Good morning, Starshine, the earth says hello!
I’m new here, or at least as a contributor. I’ve been lurking around this site since I randomly stumbled upon YOB on Instagram, December of 2016!
I’m not exaggerating when I say YOB’s impact on my life has been incredibly massive, as I’ve binged blog posts and podcasts and been able to resonate with people about things I thought I was forlorn with.
The best part of it all has been meeting and e-meeting brothers. Brothers who have spoken so much life and hope into me, whether they know it or not. Near, far, wherever they are, I believe that my heart will never be alone.
After almost two-and-a-half years, I’m now glad to be able to share my stories, reflections, and lamentations about the topics of faith, homosexuality, and masculinity for other people like me lurking out there.
So, hey, you never know where the hashtags and Instagram’s explore feed can take you (P.S. connect with me on the Instagrams).
Now, onto serious business before Tommie regrets inviting me to contribute.
It’s Easter season around the time of this writing, and I’ve been reflecting on the meaning of the cross. Not just the meaning of the cross for the bigger picture of salvation for humanity, but also the tangible effects the cross has been having on me.
My sexuality is an impediment, something that cannot be used by God for anything. All of it. It’s in the way I walk, the way I talk, the way I perceive beauty. It should be something to be repressed, buried down a deep hole, never to see the light of day.
This is part of the internal monologue I kept having with myself growing up. I lived in fear and shame.
The cross was once a symbol of shame. A symbol for the epitome of sin. A wooden slab displaying the highest of transgressors, well deserving of their deaths.
One of the biggest lies I once believed was that my homosexuality was the epitome of sin. Being gay also meant being one of the highest of transgressors, well deserving of hell.

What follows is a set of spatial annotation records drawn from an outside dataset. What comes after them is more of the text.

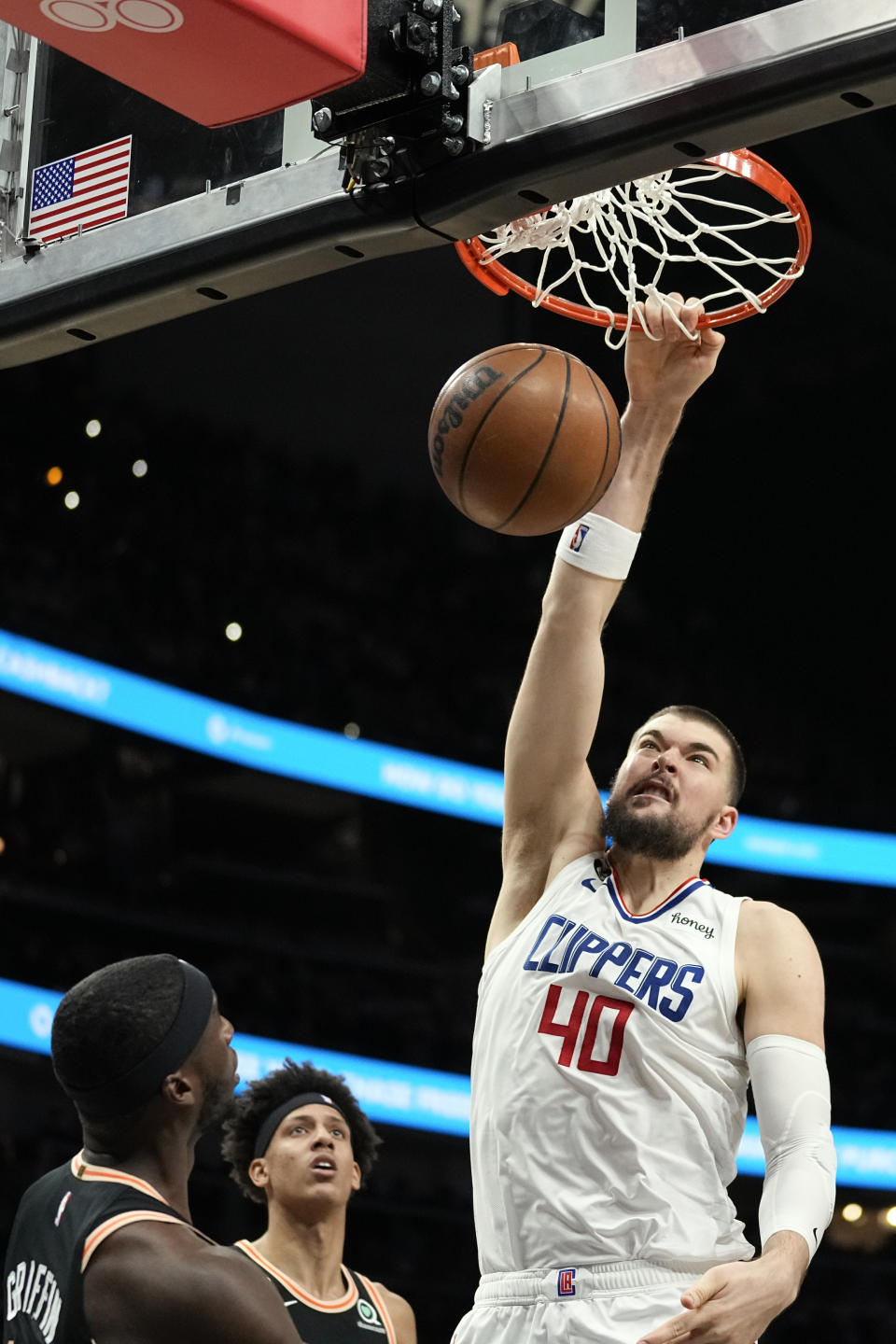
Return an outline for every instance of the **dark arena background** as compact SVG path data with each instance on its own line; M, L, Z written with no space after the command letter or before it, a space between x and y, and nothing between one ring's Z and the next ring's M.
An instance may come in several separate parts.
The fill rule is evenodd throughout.
M239 175L253 125L208 136L204 176ZM807 925L834 1125L875 1132L770 1344L891 1344L896 1318L895 132L883 108L752 145L806 202L813 253L780 304L727 328L686 410L606 630L592 753L606 788L647 714L704 704L744 746L748 817L860 833L810 875L776 864L772 841L766 867L707 868ZM454 368L532 340L583 359L622 409L622 352L602 332L486 293L450 243L4 368L0 672L38 641L44 667L64 650L347 746L500 771L556 543L467 521L426 433ZM134 731L44 703L52 677L30 675L0 692L4 981L58 995L109 961L175 952L238 1032L463 1083L493 820L431 810L412 784L420 805L239 763L224 750L238 711L189 750L161 720ZM780 853L802 843L805 857L787 827ZM850 845L876 840L862 876ZM477 1282L466 1138L377 1129L345 1261L408 1298L420 1344L449 1344ZM0 1238L77 1144L46 1052L1 1046ZM751 1239L759 1193L737 1176ZM261 1230L216 1136L192 1212L219 1241Z

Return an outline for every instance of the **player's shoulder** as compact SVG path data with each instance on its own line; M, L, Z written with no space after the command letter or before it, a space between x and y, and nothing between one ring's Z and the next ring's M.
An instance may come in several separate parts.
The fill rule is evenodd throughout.
M737 946L755 956L814 950L809 929L799 915L774 900L744 900L737 922Z
M219 1246L189 1223L133 1222L98 1247L85 1274L85 1310L94 1335L125 1333L128 1321L141 1322L134 1340L171 1344L234 1340L255 1329L259 1340L285 1339L267 1331L277 1306L265 1275L231 1246ZM255 1322L253 1325L253 1321ZM290 1327L292 1329L292 1327ZM132 1337L130 1335L128 1337Z
M398 1344L415 1344L416 1320L414 1317L414 1308L407 1298L399 1293L392 1293L384 1284L371 1282L371 1286L390 1313Z

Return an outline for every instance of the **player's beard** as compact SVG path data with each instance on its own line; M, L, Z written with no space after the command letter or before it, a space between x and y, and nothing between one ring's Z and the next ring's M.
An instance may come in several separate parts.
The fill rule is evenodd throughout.
M642 859L660 859L674 863L689 853L697 840L705 835L712 821L711 813L703 825L686 827L668 809L664 816L654 810L635 812L625 798L610 796L606 808L606 832L614 845Z

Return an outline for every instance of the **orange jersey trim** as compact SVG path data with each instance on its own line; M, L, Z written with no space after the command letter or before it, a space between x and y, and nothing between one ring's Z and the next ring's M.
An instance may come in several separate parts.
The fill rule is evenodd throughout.
M364 1285L364 1288L367 1289L367 1292L371 1294L371 1297L373 1298L373 1301L376 1302L376 1305L380 1309L380 1317L383 1318L383 1325L386 1327L386 1333L388 1336L388 1344L398 1344L398 1340L395 1337L395 1327L392 1325L392 1317L388 1313L386 1302L383 1301L383 1298L380 1297L380 1294L376 1292L376 1289L371 1284L369 1278L365 1278L364 1274L359 1274L357 1270L355 1270L355 1273L357 1274L357 1277L360 1278L361 1284Z
M348 1292L344 1297L337 1297L333 1302L321 1302L320 1298L312 1297L312 1294L308 1293L301 1284L297 1284L294 1278L290 1278L289 1274L283 1274L281 1269L271 1265L271 1262L266 1259L261 1251L255 1250L251 1242L239 1241L234 1242L234 1246L238 1246L240 1251L250 1257L250 1259L254 1259L257 1265L261 1265L261 1267L270 1274L271 1278L275 1278L278 1284L282 1284L290 1293L294 1293L300 1302L305 1306L313 1308L316 1312L347 1312L348 1308L353 1306L357 1301L357 1285L344 1265L340 1265L340 1270L343 1271L345 1282L349 1285ZM361 1275L359 1274L359 1278L360 1277ZM367 1279L364 1279L364 1284L367 1285ZM390 1344L394 1344L394 1336L390 1339Z
M106 1222L101 1223L99 1227L94 1227L93 1232L86 1239L83 1254L81 1257L82 1274L90 1263L90 1257L97 1247L105 1242L106 1236L111 1236L113 1232L117 1232L120 1227L126 1227L128 1223L179 1223L188 1231L196 1232L195 1227L185 1223L183 1218L177 1218L176 1214L154 1214L149 1208L133 1208L129 1214L116 1214L114 1218L106 1219ZM196 1235L201 1236L203 1234L196 1232Z
M168 1204L164 1195L160 1195L148 1180L141 1180L140 1176L130 1176L128 1172L116 1171L114 1167L93 1167L90 1163L86 1163L83 1160L83 1149L71 1159L71 1175L78 1180L111 1180L120 1185L130 1185L132 1189L138 1189L141 1195L149 1195L150 1199L157 1199L160 1204Z

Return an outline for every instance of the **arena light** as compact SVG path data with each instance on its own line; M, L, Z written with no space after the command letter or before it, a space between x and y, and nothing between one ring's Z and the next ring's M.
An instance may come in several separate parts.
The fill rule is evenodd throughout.
M498 770L253 714L5 630L0 688L253 770L501 825ZM896 835L742 813L708 862L825 882L836 872L841 883L896 887Z

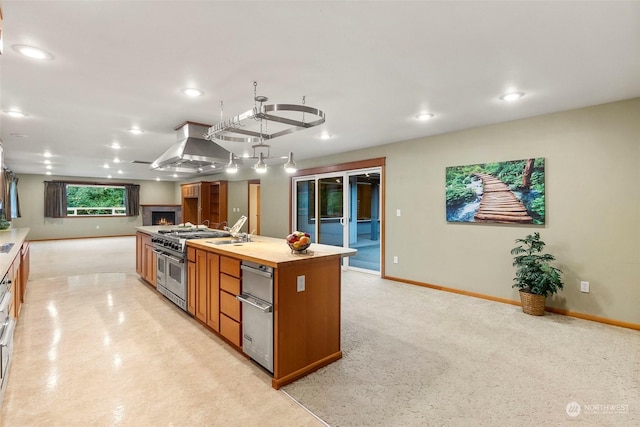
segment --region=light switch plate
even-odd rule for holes
[[[585,281],[580,282],[580,292],[589,293],[589,282],[585,282]]]

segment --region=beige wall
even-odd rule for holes
[[[386,275],[518,300],[511,288],[514,239],[540,231],[564,271],[557,308],[640,324],[640,98],[298,162],[300,168],[386,157]],[[546,159],[547,224],[447,223],[445,168]],[[229,220],[247,214],[246,179],[230,183]],[[20,177],[30,238],[128,234],[138,219],[44,219],[43,176]],[[203,180],[228,179],[224,175]],[[261,234],[289,232],[289,177],[261,180]],[[140,182],[142,203],[179,203],[179,184]],[[166,192],[166,194],[164,194]],[[232,212],[233,207],[241,212]],[[402,216],[396,217],[396,209]],[[111,219],[109,219],[111,220]],[[96,230],[96,224],[101,230]],[[109,227],[109,228],[105,228]],[[399,259],[393,264],[393,256]],[[579,281],[591,292],[579,292]],[[425,307],[428,309],[428,307]]]
[[[108,218],[45,218],[44,181],[69,180],[96,182],[95,178],[57,177],[18,174],[21,218],[11,221],[14,228],[29,228],[30,240],[64,239],[72,237],[117,236],[135,234],[142,225],[142,215]],[[123,181],[124,182],[124,181]],[[175,203],[175,185],[163,181],[126,181],[140,185],[140,203]]]
[[[374,157],[386,157],[387,276],[518,300],[509,251],[514,239],[539,231],[564,271],[565,290],[548,305],[640,324],[640,98],[298,166]],[[446,222],[447,166],[530,157],[546,159],[544,226]],[[261,184],[263,234],[284,236],[288,179],[270,173]],[[580,280],[590,293],[579,291]]]

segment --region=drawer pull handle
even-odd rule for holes
[[[273,311],[273,306],[271,304],[261,303],[260,300],[258,300],[251,294],[237,295],[236,299],[240,302],[244,302],[246,304],[249,304],[250,306],[260,309],[265,313],[271,313]]]

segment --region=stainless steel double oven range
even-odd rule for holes
[[[16,321],[11,317],[10,306],[13,294],[9,291],[7,275],[0,281],[0,406],[7,388],[7,376],[13,352],[13,330]]]
[[[157,255],[156,288],[175,305],[187,311],[187,240],[228,237],[222,230],[160,230],[151,236]]]

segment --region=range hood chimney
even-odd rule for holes
[[[210,125],[194,122],[184,122],[176,127],[178,143],[158,157],[150,168],[177,172],[199,172],[204,166],[227,163],[229,151],[215,142],[203,138],[209,127]]]

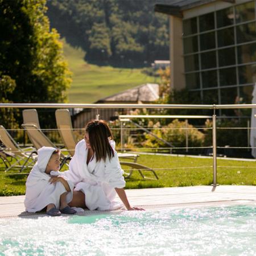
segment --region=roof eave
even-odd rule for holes
[[[157,13],[175,16],[178,18],[183,18],[180,7],[179,6],[158,3],[155,5],[154,10]]]

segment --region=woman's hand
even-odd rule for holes
[[[57,181],[61,181],[61,180],[63,179],[62,177],[60,176],[51,176],[51,179],[49,180],[49,182],[51,184],[55,184]]]
[[[127,210],[145,210],[143,208],[141,208],[140,207],[130,207],[127,208]]]

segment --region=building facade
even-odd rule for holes
[[[171,84],[203,104],[251,102],[256,82],[256,1],[181,0],[170,15]]]

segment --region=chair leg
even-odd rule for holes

And it was not only about the things I chose to do or not to do; it was also in the way I stood, the way I sat, the way I hated sports, essentially my whole being.

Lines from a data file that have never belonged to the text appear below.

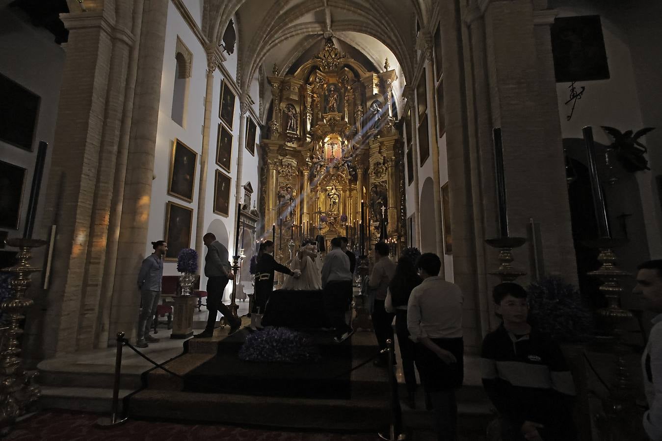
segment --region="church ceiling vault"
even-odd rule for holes
[[[287,69],[322,38],[334,36],[353,46],[377,66],[389,58],[403,81],[411,83],[415,58],[416,17],[424,24],[432,0],[205,0],[203,28],[222,42],[229,20],[241,17],[238,34],[242,90],[263,67]],[[241,38],[240,36],[246,36]],[[389,54],[391,56],[385,56]]]

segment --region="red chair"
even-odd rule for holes
[[[168,329],[172,329],[172,307],[169,305],[156,305],[156,314],[154,315],[154,319],[152,322],[152,327],[154,329],[154,333],[158,334],[158,331],[156,329],[156,327],[159,325],[164,324],[164,322],[160,321],[160,317],[165,317],[167,315],[167,320],[165,322],[165,324],[167,325]]]

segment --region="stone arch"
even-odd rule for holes
[[[434,206],[434,181],[428,177],[423,182],[420,190],[420,206]],[[420,216],[420,237],[425,237],[421,241],[422,253],[437,252],[437,228],[435,225],[436,217],[434,216]]]
[[[193,65],[193,54],[179,36],[177,37],[177,44],[175,46],[175,60],[177,60],[177,77],[190,78],[191,66]]]

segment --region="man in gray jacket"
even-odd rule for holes
[[[146,257],[138,274],[138,289],[140,290],[142,308],[138,321],[138,337],[136,346],[146,348],[148,343],[156,343],[159,339],[150,335],[152,321],[156,313],[156,305],[161,299],[161,280],[164,275],[163,257],[167,251],[166,241],[152,243],[154,252]]]
[[[218,311],[225,317],[230,323],[230,335],[239,330],[242,319],[232,315],[230,308],[223,303],[223,292],[228,282],[234,278],[232,267],[230,264],[230,253],[222,243],[216,240],[213,233],[207,233],[203,236],[203,241],[207,247],[205,256],[205,275],[207,276],[207,327],[205,331],[196,334],[196,339],[211,337],[214,335],[214,326]]]

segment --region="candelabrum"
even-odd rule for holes
[[[30,275],[41,271],[28,263],[32,257],[30,251],[44,246],[46,241],[15,238],[8,239],[7,244],[21,251],[18,264],[3,270],[14,276],[11,282],[13,295],[0,305],[0,309],[9,316],[7,326],[0,339],[0,428],[3,431],[24,415],[41,395],[39,387],[33,384],[36,374],[28,374],[21,366],[19,339],[23,333],[21,322],[25,318],[23,312],[34,303],[24,297],[30,284]]]
[[[488,239],[485,243],[493,248],[498,249],[498,261],[500,262],[498,269],[489,274],[496,276],[501,282],[512,282],[518,277],[526,273],[515,268],[512,264],[514,260],[512,257],[512,249],[524,245],[526,239],[524,237],[497,237]]]
[[[602,282],[599,290],[607,301],[607,306],[596,311],[598,325],[608,335],[608,339],[613,343],[616,357],[615,383],[609,397],[603,401],[605,413],[612,421],[629,419],[630,412],[634,407],[630,374],[625,360],[628,350],[623,343],[623,331],[618,328],[619,325],[633,317],[631,312],[620,307],[620,295],[623,292],[620,281],[630,274],[618,268],[618,258],[614,252],[614,248],[623,245],[625,242],[625,239],[604,237],[585,243],[599,250],[598,261],[600,266],[588,275]]]
[[[234,276],[232,278],[232,294],[230,294],[230,304],[228,305],[228,307],[230,308],[230,312],[232,313],[232,315],[234,317],[238,317],[237,311],[239,309],[236,299],[237,280],[239,278],[239,269],[241,268],[241,265],[239,264],[240,258],[240,256],[232,256],[232,274]]]

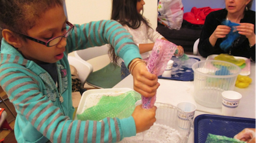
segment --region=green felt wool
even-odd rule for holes
[[[134,91],[116,96],[103,96],[96,105],[77,115],[77,118],[99,121],[106,117],[127,118],[133,113],[135,102],[140,99],[141,95]]]
[[[238,139],[209,133],[205,143],[246,143]]]

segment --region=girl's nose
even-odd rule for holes
[[[64,47],[66,47],[66,45],[67,45],[67,38],[62,38],[60,43],[57,44],[57,48],[63,48]]]
[[[146,4],[146,3],[145,3],[145,1],[144,1],[144,0],[142,0],[142,5],[144,5],[145,4]]]

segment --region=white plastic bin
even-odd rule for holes
[[[222,94],[233,91],[241,69],[231,63],[219,60],[205,60],[195,63],[194,96],[196,102],[212,108],[222,107]]]

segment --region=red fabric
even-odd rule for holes
[[[0,109],[0,116],[2,115],[3,111],[5,111],[5,109],[4,108],[1,108],[1,109]]]
[[[186,12],[183,15],[183,19],[194,25],[203,25],[206,16],[211,12],[222,8],[211,8],[209,6],[203,8],[193,7],[191,12]]]

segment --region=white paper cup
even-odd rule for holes
[[[236,114],[242,94],[234,91],[225,91],[222,95],[222,115],[233,116]]]
[[[196,105],[191,102],[184,102],[178,104],[177,107],[179,108],[184,113],[178,112],[178,126],[181,128],[187,129],[189,127],[189,121],[188,118],[193,120],[196,109]]]
[[[173,65],[173,61],[172,60],[169,60],[164,72],[162,74],[162,77],[166,77],[166,78],[172,77],[172,68]]]

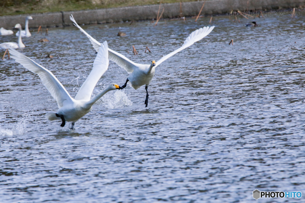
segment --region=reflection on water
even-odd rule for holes
[[[148,108],[144,86],[109,92],[75,130],[45,119],[57,107],[38,76],[1,61],[2,202],[244,202],[256,189],[302,191],[304,17],[257,19],[259,26],[246,27],[245,19],[213,17],[209,35],[156,69]],[[209,20],[83,26],[148,64]],[[96,55],[88,39],[73,27],[50,29],[47,42],[32,34],[20,51],[75,96]],[[93,94],[127,76],[111,62]]]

My sexuality was my cross.
“I’ve met a new person at church, and I want you to meet him!”
“Why?” I said.
“It looked like he was struggling with his faith and identity, so I recommended he talk to you!”
“Is he gay?”
“No, he’s straight, but you’re the best person I thought would be able to help him!”
This was a conversation I had with a friend recently. It was something really unexpected. How could I, a homosexual, speak life into a heterosexual (also read as a completely perfect human being)?

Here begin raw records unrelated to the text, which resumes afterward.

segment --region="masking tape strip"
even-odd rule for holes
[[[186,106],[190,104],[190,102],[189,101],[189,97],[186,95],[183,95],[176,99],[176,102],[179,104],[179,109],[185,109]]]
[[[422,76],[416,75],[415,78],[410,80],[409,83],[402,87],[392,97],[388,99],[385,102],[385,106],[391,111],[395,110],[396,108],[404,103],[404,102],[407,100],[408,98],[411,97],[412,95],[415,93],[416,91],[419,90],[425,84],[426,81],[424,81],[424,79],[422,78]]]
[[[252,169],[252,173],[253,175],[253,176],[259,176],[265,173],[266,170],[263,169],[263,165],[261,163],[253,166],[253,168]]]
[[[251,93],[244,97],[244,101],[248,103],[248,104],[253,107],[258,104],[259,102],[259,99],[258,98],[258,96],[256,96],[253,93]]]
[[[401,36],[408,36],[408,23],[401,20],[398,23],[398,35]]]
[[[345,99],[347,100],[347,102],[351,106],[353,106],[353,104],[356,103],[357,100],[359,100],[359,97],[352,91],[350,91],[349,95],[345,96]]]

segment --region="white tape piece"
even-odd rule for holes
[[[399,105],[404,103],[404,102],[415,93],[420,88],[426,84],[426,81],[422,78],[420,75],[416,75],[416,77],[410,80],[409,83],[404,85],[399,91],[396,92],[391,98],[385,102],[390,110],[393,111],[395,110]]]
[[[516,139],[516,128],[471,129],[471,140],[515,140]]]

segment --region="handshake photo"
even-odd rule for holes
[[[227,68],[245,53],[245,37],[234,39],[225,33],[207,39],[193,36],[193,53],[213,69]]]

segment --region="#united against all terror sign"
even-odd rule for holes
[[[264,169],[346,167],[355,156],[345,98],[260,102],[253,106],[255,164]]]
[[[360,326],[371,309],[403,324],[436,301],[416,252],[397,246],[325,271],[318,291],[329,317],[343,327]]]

I guess there’s been a big change in my sense of self-worth and attitude toward life in these recent years. But I’ve never really realised the bigger extent of it until I had this conversation with my friend.
These days, the cross has a completely different meaning culturally. I see the symbol used in healthcare organisations, hospitals where people come to be healed and literally gain another chance in life.
The cross is now a symbol of hope, of new life.
Jesus is the Son of God who willingly offered himself for my sin, taking my place and dying on a cross, buried in a tomb, never to see the light of day — the turning point being that he did not stay there. On the third day, he rose again, defeating the power of death and now giving me the power to live life to the full.
Christ repurposed the meaning of a thing that was once a symbol of torture, shame, and judgment into something of hope, life, and love. And I bet he can do the exact same thing with my sexuality. He already has.
I am done letting the enemy, with the help of misplaced Christian culture, use my sexuality as a hindrance for anything, crippling me with fear and self-doubt, hindering me from embracing God’s plans and promises for my future.
My homosexuality, just like the cross, has been and is still being repurposed for the kingdom of God.
The Great Commission
I’ve been a Christian all my life, and I grew up knowing the cross and seeing God use other people’s real-life stories in many different ways. I was able to see God use things in my life as well, from my achievements to my failures — but definitely not with my sexuality.
However, over the years, my perspective changed without my even realising it. I guess it was just a natural fruit of walking with God, discovering my real identity in Christ every day, and realising what that exactly means in my practical, daily life.
Add to that my being in a new environment — and walking with God’s people. People who encourage me, hold my future in front of me, and don’t use my past or even my present against me.
I’ve had friends use my story to reach out to people who are struggling to see Jesus as a God of love because of Christianity’s hateful reputation in the secular world. I’ve used my “gay card” time and time again to unlock conversations and things in people’s hearts, things that straight people (also read as perfect human beings) find harder to access.
Ultimately, as a Christian, that is my mandate: to point people to Jesus and help them with their personal journeys.
And if I can use my sexuality to follow this mandate, eh di bongga!*
*meaning: “that would be fabulous!” in Filipino gay slang
How long have you been lurking around these ends of the interwebs? What does the cross and resurrection mean for you and your sexuality? Have you ever used your or other people’s “gay card” to reach out to people? Can you believe?